I have written 85 articles about Coca-Cola stock in my life. It is because the company sells an essential product (beverages) with extreme competitive advantages (strong intellectual property and distribution capabilities) with a strong balance sheet ($18 billion in cash) and a dividend record with very few peers (has never missed a dividend payment since its IPO in 1919, and has grown the dividend every year since 1963). Even during a global shutdown, it is only seeing annual profits dip from $9 billion to possibly the $7-$8 billion range. “Extreme global hardship” to Coca-Cola means only $650 million gets shipped to Atlanta Headquarters as profit each month instead of $750 million. Your job is to find one or two dozen companies sharing those characteristics over the course of a lifetime and add them to your investment portfolio holdings. 

Warren Buffett once remarked that he freely gives so much investment advice because, when push comes to shove, people become their own worst enemies and can’t get out of their own way. I suspect that, with the recent 20%+ rise in the market, that it is easier for investors to hold or even buy securities. But the next time the stock market drops 10% quickly, it’ll be back to the mid-March type of attitude for far too many. 

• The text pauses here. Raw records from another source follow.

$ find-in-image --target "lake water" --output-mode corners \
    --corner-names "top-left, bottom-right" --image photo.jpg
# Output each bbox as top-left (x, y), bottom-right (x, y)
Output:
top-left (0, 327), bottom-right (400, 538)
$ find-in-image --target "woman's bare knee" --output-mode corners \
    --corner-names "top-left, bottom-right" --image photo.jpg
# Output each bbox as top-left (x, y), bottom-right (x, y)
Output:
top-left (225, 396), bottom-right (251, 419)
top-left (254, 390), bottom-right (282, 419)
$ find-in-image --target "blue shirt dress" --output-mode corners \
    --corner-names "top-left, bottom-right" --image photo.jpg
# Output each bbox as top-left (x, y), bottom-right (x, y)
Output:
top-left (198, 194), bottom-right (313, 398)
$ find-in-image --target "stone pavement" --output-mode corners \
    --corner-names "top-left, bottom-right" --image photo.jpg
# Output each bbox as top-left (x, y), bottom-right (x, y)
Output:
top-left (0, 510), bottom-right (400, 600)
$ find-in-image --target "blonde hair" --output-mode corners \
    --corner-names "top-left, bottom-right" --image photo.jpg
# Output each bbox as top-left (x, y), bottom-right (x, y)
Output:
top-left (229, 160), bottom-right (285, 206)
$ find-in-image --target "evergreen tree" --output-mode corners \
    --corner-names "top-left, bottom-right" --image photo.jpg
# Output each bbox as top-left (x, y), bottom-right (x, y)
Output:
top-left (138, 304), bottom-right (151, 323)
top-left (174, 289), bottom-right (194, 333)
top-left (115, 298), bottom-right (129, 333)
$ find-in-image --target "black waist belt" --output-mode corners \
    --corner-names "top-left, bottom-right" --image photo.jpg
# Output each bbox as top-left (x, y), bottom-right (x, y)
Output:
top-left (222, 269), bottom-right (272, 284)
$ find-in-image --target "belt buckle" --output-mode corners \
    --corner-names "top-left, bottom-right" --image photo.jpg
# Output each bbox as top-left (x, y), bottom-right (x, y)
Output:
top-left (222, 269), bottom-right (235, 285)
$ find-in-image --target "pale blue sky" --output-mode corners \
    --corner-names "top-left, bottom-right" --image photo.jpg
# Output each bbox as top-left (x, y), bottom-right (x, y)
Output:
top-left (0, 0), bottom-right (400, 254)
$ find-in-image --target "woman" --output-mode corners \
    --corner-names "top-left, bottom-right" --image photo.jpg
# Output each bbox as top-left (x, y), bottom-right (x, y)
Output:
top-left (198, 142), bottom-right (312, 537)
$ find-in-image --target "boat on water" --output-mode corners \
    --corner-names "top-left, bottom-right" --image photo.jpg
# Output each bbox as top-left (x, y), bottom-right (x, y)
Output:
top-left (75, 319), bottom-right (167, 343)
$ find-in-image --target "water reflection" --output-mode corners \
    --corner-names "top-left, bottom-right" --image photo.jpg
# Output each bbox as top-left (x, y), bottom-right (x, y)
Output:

What needs to be understood as that selling stocks with the purpose of finding a safe harbor from future losses often results in the permanent destruction of someone’s cumulative net worth. Literally, someone who bought the S&P 500 in the summer of 2007, and held through today, will have 42% more money than someone who sold in March and got back in later that summer. They both had to put in the time of waiting eleven years for results, but one has much more to show for the same exact behavior than the other because of the single decision to ride through the storm. 

Psychologically, people often talk about attending college and obtaining a degree as the price to be paid for longer-term earnings power over the course of a career. By way of analogy, seeing your stocks fall X% during a bear-market decline is the “tuition” you pay for a “degree” that will result in  22% to 42% more wealth over the course of the next decade than your identical counterpart that chooses not to attend “The University of Buy and Hold.”